仲間がどれだけ殺されたか、ストヘス区で捕獲作戦の際どれほどの人が巻き込まれたか。
ストヘス区については調査兵団による人災という人もいるだろう。
ストヘス区で捕獲作戦を行わなければここまで被害が甚大にならなかったのも事実だ。
その代償として得たものは、女型巨人の捕縛・エレンイェーガーの処刑回避、この二つだけ。

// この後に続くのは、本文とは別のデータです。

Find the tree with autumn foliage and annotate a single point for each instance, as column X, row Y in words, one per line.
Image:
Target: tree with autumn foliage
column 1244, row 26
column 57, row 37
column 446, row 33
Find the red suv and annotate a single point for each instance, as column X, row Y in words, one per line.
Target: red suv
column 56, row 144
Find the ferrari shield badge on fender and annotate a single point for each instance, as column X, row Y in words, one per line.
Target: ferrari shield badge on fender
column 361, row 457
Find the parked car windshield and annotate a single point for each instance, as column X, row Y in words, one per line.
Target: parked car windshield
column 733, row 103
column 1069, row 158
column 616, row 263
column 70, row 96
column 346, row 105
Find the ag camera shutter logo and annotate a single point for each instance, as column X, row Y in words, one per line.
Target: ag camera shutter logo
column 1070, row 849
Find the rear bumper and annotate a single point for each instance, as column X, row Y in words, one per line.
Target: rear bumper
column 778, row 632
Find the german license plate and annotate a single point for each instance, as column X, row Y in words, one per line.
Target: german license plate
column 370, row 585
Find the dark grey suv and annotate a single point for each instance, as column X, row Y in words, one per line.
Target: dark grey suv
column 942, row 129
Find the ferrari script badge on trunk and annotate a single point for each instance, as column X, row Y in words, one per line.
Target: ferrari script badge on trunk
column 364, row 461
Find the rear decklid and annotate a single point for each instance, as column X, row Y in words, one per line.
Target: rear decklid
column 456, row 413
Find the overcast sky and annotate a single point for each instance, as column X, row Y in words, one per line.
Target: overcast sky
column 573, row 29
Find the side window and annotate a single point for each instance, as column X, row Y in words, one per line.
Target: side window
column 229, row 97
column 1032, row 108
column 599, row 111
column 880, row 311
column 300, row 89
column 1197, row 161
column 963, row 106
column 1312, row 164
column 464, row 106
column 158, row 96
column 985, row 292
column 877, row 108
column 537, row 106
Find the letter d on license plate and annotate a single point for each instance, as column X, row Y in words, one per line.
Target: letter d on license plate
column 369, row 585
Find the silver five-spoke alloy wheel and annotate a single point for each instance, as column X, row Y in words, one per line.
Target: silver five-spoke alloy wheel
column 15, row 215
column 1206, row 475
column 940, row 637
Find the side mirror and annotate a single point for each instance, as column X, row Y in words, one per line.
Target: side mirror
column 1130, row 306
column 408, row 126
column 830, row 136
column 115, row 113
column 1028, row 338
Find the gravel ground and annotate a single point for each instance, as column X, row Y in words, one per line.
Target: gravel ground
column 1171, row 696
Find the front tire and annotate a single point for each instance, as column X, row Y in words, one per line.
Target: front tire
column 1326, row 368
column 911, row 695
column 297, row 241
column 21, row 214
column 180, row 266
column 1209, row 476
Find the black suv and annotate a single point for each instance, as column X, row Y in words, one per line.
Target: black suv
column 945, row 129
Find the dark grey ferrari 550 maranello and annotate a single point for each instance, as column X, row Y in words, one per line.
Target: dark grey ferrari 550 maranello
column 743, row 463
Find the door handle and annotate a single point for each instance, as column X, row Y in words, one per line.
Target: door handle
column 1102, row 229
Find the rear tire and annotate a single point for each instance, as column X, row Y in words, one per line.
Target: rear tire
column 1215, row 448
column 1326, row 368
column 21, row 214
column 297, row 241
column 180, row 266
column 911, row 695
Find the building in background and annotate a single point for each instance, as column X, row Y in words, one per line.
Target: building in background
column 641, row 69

この二つがどれほどの価値があるのか、誰もわからない。
ただ、アニが敵という事実だけは浸透してしまった。
実際問題、アニを許せるか、と問われれば返答に窮する。
どれだけの人間が犠牲になったか、彼女に殺されたかという道徳的理由。
どれだけの仲間が彼女に殺されたかという私怨。
共に過ごした訓練兵時代の思い出、彼女と交わした会話。
色々なことが複雑に絡み合って、どうしたらいいのかわからない。
困惑し、当惑し、すべて投げ出したくなってしまう。
「なぁ、ジャン。お前何かをめちゃくちゃにしたいときどうしてるよ」
「とりあえず枕叩くな」
「そっか。ちっと俺に抱かれてみねぇ?」
「質問の意味ねーな」
「まったくだ」
はは、と笑いあった後、無言で歩きだした。